Lemire goes to some pains to make sure it’s clear that DC wasn’t the one to pull the plug.
To be clear, THE BOOK HAS NOT BEEN CANCELLED by DC Comics. The decision to end Sweet Tooth is totally my own and based on the natural conclusion of the story I’ve been building over the last three years. I’d like to thank Dan Didio, Geoff Johns, Jim Lee and Karen Berger for all of their support of the book. I’d also like to thank all of the amazing editors I’ve worked with on Sweet tooth, Bob Schreck, Brandon Montclare, Pornsak Pichetshote, Greg Lockhard and Mark Doyle.
He goes into further detail on the Vertigo Blog.
I suppose I could have stretched it out a bit longer. I could have had a few more obstacles pop up along the way to Alaska to lengthen the journey (and the series), but it just felt like it was time. Gus wanted to get to Alaska now…and who am I to argue? I’ll miss my little antlered friend. But I owe it to him to finish his story properly. To “leave it all on the ice” as they like to say up here in Canada. And that means not prolonging the series just because I can.
But don’t give up on me. I really feel the best is still to come. The final arc, THE WILD KINGDOM, will be full of everything you’ve loved about Sweet Tooth as well as many new surprises, new characters and new revelations. And it all builds to one final double sized, fully painted final issue with #40 this December.

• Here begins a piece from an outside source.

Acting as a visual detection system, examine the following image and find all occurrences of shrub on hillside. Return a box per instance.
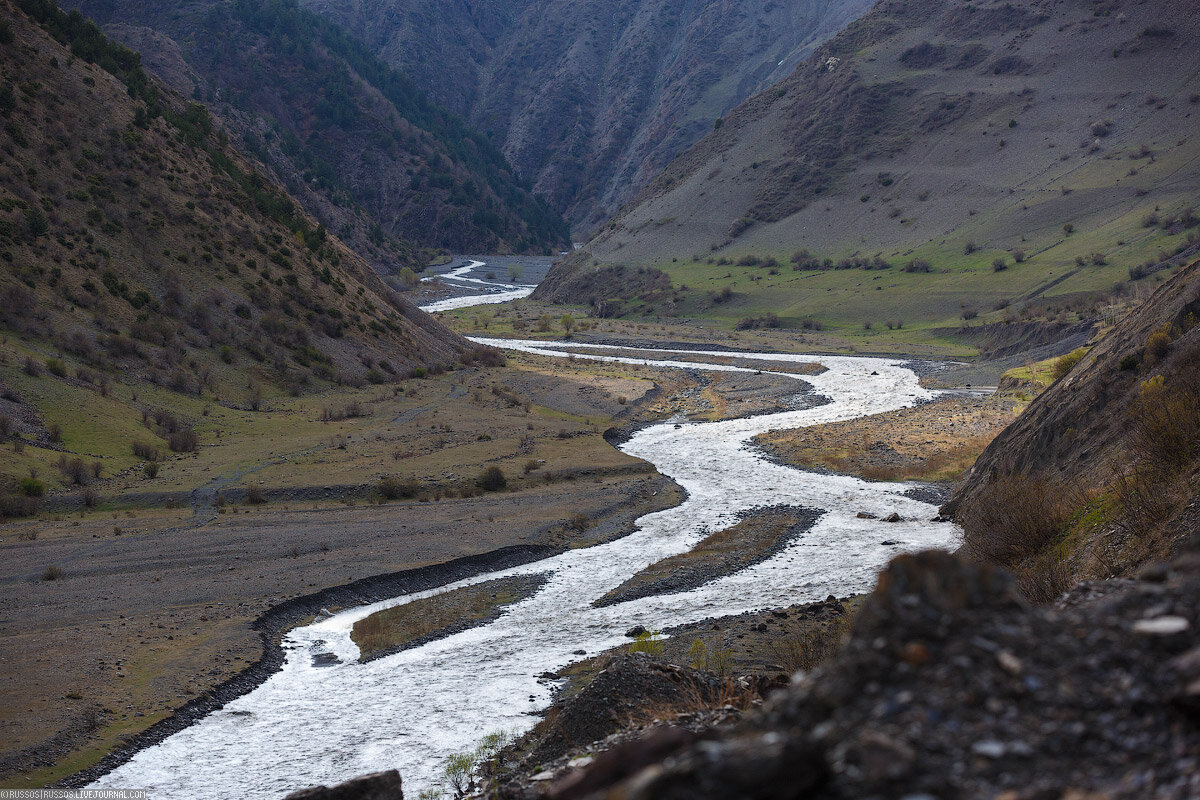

So he’s got seven issues to wrap up the last three years of his end-of-the-world tale, and a lot of questions to be answered. One of the really impressive things about this series is that it was clearly Lemire doing his best version of himself, both writing and drawing on a monthly schedule, while also penning regular scripts for DC Comics. He built a fully fleshed out world, and gave us a sense of wonder, danger and even innocence in the midst of all that. I don’t know how much of a sales success the series has been, and ultimately, it doesn’t matter, but when it’s all over, Lemire is going to be able to look back at quite a collection of long form work, and he’s grown as an artist many times over, and more importantly, as a storyteller. I was there since the beginning, and I’ll be there through the end.